Abstract:
Most challenging problem that is faced while applying deep learning solutions to
any problem is to find large amount of data. A recent breakthrough that is being
looked as a solution to this problem is, GANs (Generative adversarial networks),
that produce new data. GANs have many great and wonderful applications but the
most important one is to augment data for many different types of problems where
getting enough amount of data is a challenge. This is a great application and people have started using this technique in many different type areas. But relying too
much on GANs to augment data, can be catastrophic.
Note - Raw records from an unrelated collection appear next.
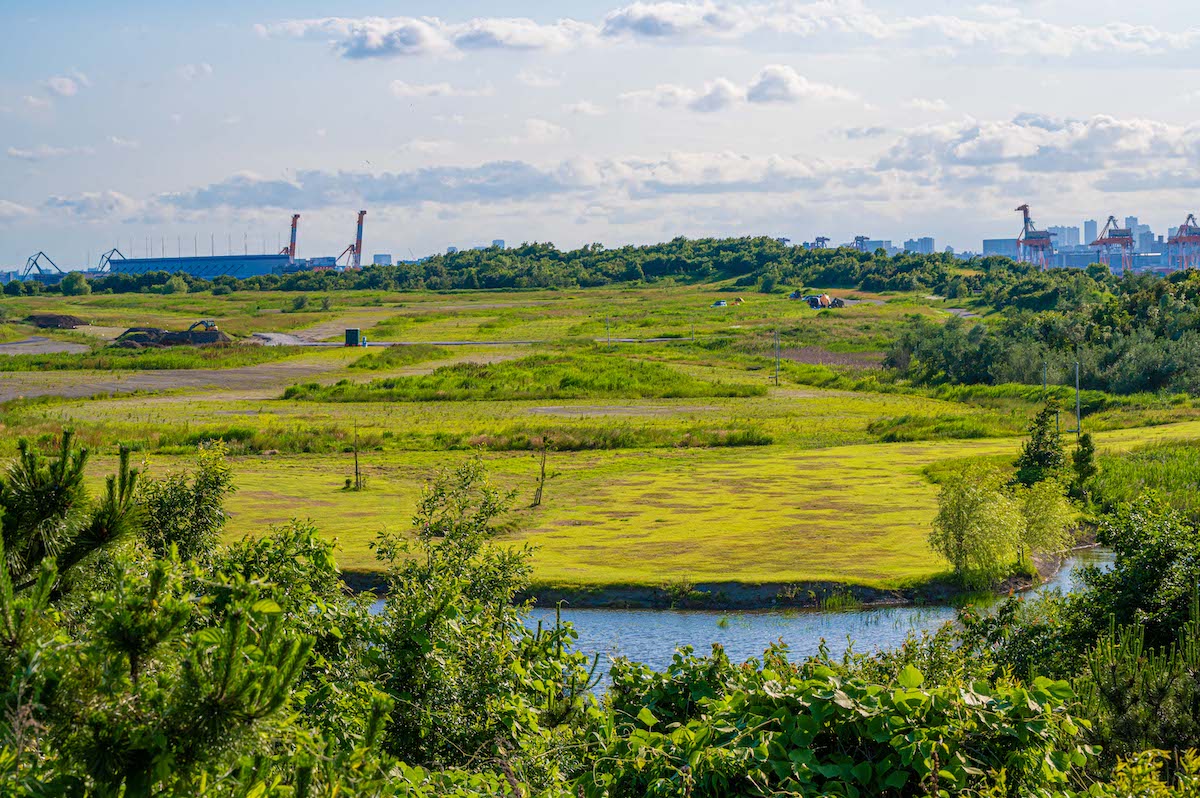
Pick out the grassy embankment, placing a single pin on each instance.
(643, 489)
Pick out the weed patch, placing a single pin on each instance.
(537, 377)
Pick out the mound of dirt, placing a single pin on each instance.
(142, 337)
(55, 321)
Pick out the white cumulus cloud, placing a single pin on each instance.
(773, 84)
(928, 106)
(95, 205)
(45, 153)
(193, 71)
(402, 89)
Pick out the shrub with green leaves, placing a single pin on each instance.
(709, 727)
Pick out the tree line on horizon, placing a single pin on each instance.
(1131, 334)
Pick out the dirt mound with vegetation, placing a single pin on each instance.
(55, 321)
(149, 337)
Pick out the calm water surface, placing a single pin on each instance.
(652, 636)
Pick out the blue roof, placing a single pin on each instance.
(235, 265)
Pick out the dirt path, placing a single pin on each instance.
(40, 345)
(264, 379)
(363, 318)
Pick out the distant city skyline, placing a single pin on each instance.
(585, 121)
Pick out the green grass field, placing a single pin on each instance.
(670, 460)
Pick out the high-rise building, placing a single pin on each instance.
(923, 245)
(1005, 247)
(1065, 237)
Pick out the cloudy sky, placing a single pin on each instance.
(580, 121)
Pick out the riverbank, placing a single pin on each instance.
(735, 595)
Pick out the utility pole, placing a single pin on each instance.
(777, 358)
(1079, 421)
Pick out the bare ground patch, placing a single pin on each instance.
(822, 357)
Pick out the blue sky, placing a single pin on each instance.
(455, 124)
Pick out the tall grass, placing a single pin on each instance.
(172, 358)
(397, 357)
(1173, 468)
(537, 377)
(905, 429)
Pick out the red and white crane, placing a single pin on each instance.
(1183, 247)
(1033, 245)
(291, 249)
(353, 253)
(1115, 237)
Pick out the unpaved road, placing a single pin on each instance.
(40, 345)
(264, 379)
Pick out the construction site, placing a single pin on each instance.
(41, 268)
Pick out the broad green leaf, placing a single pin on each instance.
(267, 606)
(647, 717)
(911, 677)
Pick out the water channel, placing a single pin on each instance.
(652, 636)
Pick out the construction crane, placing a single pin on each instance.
(1033, 245)
(1115, 237)
(291, 249)
(353, 253)
(35, 262)
(107, 258)
(1183, 247)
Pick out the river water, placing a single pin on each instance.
(652, 636)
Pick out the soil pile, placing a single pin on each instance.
(149, 337)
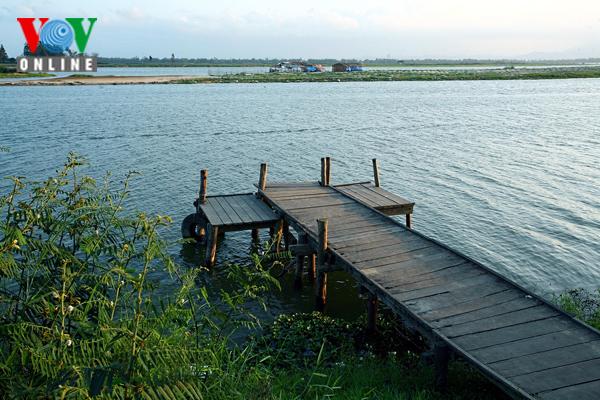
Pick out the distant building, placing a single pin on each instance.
(346, 67)
(296, 66)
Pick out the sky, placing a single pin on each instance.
(415, 29)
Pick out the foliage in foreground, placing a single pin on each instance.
(582, 304)
(81, 313)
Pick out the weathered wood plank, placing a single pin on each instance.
(465, 285)
(418, 256)
(516, 318)
(230, 211)
(583, 391)
(212, 215)
(262, 210)
(548, 359)
(240, 208)
(559, 377)
(513, 333)
(495, 310)
(536, 344)
(386, 252)
(464, 307)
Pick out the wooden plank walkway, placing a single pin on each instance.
(524, 344)
(377, 197)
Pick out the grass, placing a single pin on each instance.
(402, 75)
(379, 379)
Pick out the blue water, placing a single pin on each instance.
(504, 171)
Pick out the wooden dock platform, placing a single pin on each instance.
(524, 344)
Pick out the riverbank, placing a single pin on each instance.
(367, 76)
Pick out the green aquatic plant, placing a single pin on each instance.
(81, 312)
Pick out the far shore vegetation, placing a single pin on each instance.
(92, 304)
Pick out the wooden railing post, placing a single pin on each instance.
(328, 170)
(376, 172)
(262, 180)
(321, 289)
(203, 185)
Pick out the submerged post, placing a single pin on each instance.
(372, 304)
(441, 357)
(323, 172)
(321, 289)
(312, 267)
(203, 185)
(211, 245)
(262, 180)
(302, 239)
(328, 170)
(376, 172)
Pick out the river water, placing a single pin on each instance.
(504, 171)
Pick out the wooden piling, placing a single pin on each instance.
(321, 289)
(302, 239)
(372, 305)
(262, 180)
(323, 172)
(211, 245)
(376, 172)
(328, 170)
(203, 185)
(286, 235)
(312, 267)
(441, 353)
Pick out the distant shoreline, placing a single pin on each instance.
(367, 76)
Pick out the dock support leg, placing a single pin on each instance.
(321, 289)
(441, 354)
(211, 244)
(372, 305)
(302, 239)
(312, 268)
(286, 235)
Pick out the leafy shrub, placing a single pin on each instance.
(80, 315)
(582, 304)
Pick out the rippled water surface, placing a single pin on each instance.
(506, 172)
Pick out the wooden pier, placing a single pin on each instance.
(524, 344)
That is what we are going to
prove in this work. The problem we have chosen to prove this point is Security of
text CAPTCHAs from deep learning attacks. For attacking a CAPTCHA scheme,
the problem is to get enough labelled data. In recent state-of-the-art work, various
CAPTCHA schemes have been broken by using GANs to produce large amount
of augmented data and then using this data to train CAPTCHA solvers. But in
all these works, limitation of GANs to learn has been overlooked. In this work
we are going to prove that given enough random features to the data, GANs can
fail to learn and hence start producing garbage outputs which starts worsening the
efficiency of the model rather than improving it. In this work, we develop new features for text CAPTCHAs that induce huge randomness to the CAPTCHA dataset and hence make it difficult for GAN to learn. We use state of the art GAN named
Pix2Pix in this work to augment CAPTCHA dataset. We test accuracy of vari ous CAPTCHA solvers on our CAPTCHAs with and without using Pix2Pix GAN
and show that efficiency of CAPTCHA solvers significantly drops when GAN is
used. We also develop features for CAPTCHAs that make it difficult to solve for
deep learning detectors even without using GAN and hence propose a CAPTCHA
scheme that is secure from deep learning attacks.